Un verdict glaçant pour la liberté de la presse. Le journaliste français Christophe Gleizes, collaborateur des magazines So Foot et Society, a été condamné ce dimanche à sept ans de prison ferme par le tribunal de Tizi Ouzou. Son crime ? Avoir enquêté sur l’histoire du football kabyle. Son erreur ? Avoir posé des questions, dans une région où le simple mot « autodétermination » suffit à vous faire passer pour terroriste.
Arrêté le 28 mai 2024 alors qu’il effectuait un reportage sur la Jeunesse Sportive de Kabylie (JSK), club emblématique du football algérien, Gleizes a été placé sous contrôle judiciaire avec interdiction de quitter le territoire. Depuis plus d’un an, il attendait son procès, privé de liberté pour avoir, selon les autorités, entretenu des « contacts » avec un dirigeant du MAK — le Mouvement pour l’autodétermination de la Kabylie, classé comme organisation terroriste par Alger en 2021.
Les faits reprochés remontent à 2015 et 2017, soit bien avant le classement du MAK comme organisation terroriste. Ces échanges, de nature professionnelle, concernaient la JSK et les récits du football local, thème central de ses recherches journalistiques. Aucun acte de soutien politique, aucune publication subversive n’a été démontrée.
Pourtant, le tribunal a prononcé une peine lourde : sept années de réclusion criminelle pour « apologie du terrorisme » et « possession de publications à caractère propagandiste nuisant à l’intérêt national ». Une décision jugée « injustifiable et effrayante » par Reporters Sans Frontières.
Peu après l’annonce du verdict, RSF et la rédaction de So Foot ont lancé une campagne de soutien sur les réseaux sociaux avec le mot-dièse #FreeGleizes, appelant à une mobilisation immédiate pour obtenir sa libération « immédiate et inconditionnelle ». Le communiqué rappelle que Gleizes n’est ni militant, ni activiste, mais un journaliste sportif indépendant, reconnu pour ses enquêtes sur le football africain.
L’affaire révolte la profession. Car si Gleizes a pu être emprisonné pour avoir travaillé sur un club local dans une région politiquement sensible, c’est toute la presse étrangère qui est désormais menacée en Algérie. Le précédent est dangereux. Le message est clair : toute investigation menée en dehors des récits officiels pourra être criminalisée.
Face à ce verdict, les autorités françaises n’ont, pour l’heure, émis aucune déclaration publique. Un mutisme qui contraste avec la gravité de l’affaire et interroge sur la frilosité de Paris à défendre ses ressortissants, surtout lorsqu’ils sont journalistes. Christophe Gleizes compte faire appel dès ce lundi, mais le combat pour sa liberté ne pourra être gagné sans pression internationale.
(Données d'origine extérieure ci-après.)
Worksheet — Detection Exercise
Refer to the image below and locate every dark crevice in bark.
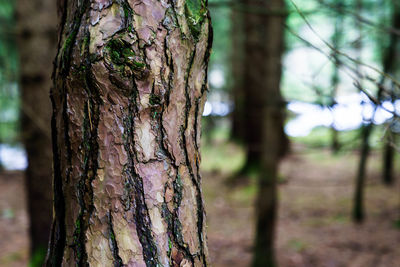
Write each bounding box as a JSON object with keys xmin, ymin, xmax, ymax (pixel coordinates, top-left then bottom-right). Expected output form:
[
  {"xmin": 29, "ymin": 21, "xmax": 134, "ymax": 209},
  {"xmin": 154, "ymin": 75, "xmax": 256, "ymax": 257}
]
[
  {"xmin": 181, "ymin": 45, "xmax": 207, "ymax": 266},
  {"xmin": 73, "ymin": 17, "xmax": 101, "ymax": 266},
  {"xmin": 46, "ymin": 94, "xmax": 65, "ymax": 266},
  {"xmin": 107, "ymin": 210, "xmax": 124, "ymax": 267},
  {"xmin": 125, "ymin": 85, "xmax": 159, "ymax": 267}
]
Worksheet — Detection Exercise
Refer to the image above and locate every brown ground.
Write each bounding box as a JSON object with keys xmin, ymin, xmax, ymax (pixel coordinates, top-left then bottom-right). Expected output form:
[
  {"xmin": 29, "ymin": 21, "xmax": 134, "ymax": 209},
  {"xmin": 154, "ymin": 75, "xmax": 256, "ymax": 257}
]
[{"xmin": 0, "ymin": 147, "xmax": 400, "ymax": 267}]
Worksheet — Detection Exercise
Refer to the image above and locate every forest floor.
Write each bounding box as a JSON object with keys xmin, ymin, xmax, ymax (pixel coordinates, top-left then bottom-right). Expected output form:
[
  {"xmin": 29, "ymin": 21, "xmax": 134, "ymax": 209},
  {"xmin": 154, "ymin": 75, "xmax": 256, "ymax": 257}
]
[{"xmin": 0, "ymin": 144, "xmax": 400, "ymax": 267}]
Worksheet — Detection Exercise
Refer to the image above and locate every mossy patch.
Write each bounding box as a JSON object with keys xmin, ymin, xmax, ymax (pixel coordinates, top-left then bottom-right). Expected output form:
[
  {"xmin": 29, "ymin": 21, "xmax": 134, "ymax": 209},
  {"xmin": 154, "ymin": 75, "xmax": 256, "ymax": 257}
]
[
  {"xmin": 185, "ymin": 0, "xmax": 207, "ymax": 39},
  {"xmin": 105, "ymin": 39, "xmax": 146, "ymax": 76}
]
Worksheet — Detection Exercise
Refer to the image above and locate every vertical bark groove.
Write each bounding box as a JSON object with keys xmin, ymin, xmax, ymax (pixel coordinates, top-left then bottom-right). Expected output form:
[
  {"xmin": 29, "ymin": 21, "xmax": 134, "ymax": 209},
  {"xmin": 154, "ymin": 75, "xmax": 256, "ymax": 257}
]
[{"xmin": 47, "ymin": 0, "xmax": 212, "ymax": 266}]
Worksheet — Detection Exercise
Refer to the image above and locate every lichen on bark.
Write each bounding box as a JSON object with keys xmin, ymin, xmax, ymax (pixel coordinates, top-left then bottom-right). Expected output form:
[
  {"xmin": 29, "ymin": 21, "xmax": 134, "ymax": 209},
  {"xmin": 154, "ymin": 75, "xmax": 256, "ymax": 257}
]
[{"xmin": 47, "ymin": 0, "xmax": 212, "ymax": 266}]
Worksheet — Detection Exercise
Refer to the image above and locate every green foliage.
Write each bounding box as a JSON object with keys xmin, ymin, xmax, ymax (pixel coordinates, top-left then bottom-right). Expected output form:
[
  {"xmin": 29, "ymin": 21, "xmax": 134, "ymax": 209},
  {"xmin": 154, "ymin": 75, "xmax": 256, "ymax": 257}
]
[
  {"xmin": 185, "ymin": 0, "xmax": 207, "ymax": 39},
  {"xmin": 29, "ymin": 247, "xmax": 46, "ymax": 267}
]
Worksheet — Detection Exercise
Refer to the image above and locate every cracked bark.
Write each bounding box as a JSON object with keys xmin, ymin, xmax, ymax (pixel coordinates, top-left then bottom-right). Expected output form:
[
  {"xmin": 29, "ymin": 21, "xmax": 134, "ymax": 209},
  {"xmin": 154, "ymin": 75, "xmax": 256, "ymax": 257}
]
[{"xmin": 46, "ymin": 0, "xmax": 212, "ymax": 266}]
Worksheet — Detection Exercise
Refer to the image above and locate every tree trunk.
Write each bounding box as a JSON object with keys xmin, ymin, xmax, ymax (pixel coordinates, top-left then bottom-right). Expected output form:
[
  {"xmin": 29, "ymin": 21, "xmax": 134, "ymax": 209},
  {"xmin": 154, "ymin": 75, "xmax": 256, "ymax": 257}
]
[
  {"xmin": 17, "ymin": 0, "xmax": 57, "ymax": 266},
  {"xmin": 47, "ymin": 0, "xmax": 212, "ymax": 266},
  {"xmin": 381, "ymin": 2, "xmax": 400, "ymax": 185},
  {"xmin": 230, "ymin": 0, "xmax": 246, "ymax": 142},
  {"xmin": 353, "ymin": 122, "xmax": 373, "ymax": 223},
  {"xmin": 383, "ymin": 134, "xmax": 396, "ymax": 186},
  {"xmin": 329, "ymin": 1, "xmax": 343, "ymax": 154},
  {"xmin": 250, "ymin": 0, "xmax": 288, "ymax": 267}
]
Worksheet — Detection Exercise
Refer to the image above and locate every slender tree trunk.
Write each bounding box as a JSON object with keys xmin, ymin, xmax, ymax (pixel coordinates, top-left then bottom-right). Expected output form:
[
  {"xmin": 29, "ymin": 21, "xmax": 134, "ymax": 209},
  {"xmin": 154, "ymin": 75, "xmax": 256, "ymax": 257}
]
[
  {"xmin": 381, "ymin": 2, "xmax": 400, "ymax": 185},
  {"xmin": 352, "ymin": 0, "xmax": 368, "ymax": 223},
  {"xmin": 231, "ymin": 0, "xmax": 246, "ymax": 142},
  {"xmin": 47, "ymin": 0, "xmax": 212, "ymax": 266},
  {"xmin": 250, "ymin": 0, "xmax": 288, "ymax": 267},
  {"xmin": 383, "ymin": 134, "xmax": 396, "ymax": 185},
  {"xmin": 353, "ymin": 122, "xmax": 373, "ymax": 223},
  {"xmin": 17, "ymin": 0, "xmax": 57, "ymax": 266},
  {"xmin": 329, "ymin": 1, "xmax": 343, "ymax": 153}
]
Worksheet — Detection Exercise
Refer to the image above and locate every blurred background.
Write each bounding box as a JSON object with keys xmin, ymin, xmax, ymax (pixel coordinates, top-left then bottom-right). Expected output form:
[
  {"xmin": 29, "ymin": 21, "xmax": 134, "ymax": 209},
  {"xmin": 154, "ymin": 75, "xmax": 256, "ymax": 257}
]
[{"xmin": 0, "ymin": 0, "xmax": 400, "ymax": 267}]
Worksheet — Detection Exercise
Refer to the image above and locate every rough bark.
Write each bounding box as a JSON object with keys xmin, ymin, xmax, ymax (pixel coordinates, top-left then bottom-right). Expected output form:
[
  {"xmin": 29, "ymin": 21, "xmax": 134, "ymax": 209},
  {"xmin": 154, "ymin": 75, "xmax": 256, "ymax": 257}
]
[
  {"xmin": 250, "ymin": 0, "xmax": 288, "ymax": 267},
  {"xmin": 17, "ymin": 0, "xmax": 57, "ymax": 265},
  {"xmin": 381, "ymin": 2, "xmax": 400, "ymax": 185},
  {"xmin": 47, "ymin": 0, "xmax": 212, "ymax": 266}
]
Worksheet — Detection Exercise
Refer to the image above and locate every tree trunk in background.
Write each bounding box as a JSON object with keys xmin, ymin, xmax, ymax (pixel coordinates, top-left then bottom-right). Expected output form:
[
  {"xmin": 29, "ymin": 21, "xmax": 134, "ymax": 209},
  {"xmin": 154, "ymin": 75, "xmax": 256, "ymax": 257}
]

Avec cette condamnation, la justice algérienne confond délibérément journalisme et subversion, et poursuit sa dérive vers une criminalisation systématique de la presse. Ce cas vient s’ajouter à une série de procès inquiétants visant des journalistes, des blogueurs ou des militants accusés d’atteinte à la sûreté de l’État.
Christophe Gleizes paie aujourd’hui le prix d’un reportage sur un club de football. Un fait banal dans n’importe quel pays libre. Mais en Algérie, cela devient un délit d’opinion. Un crime de curiosité.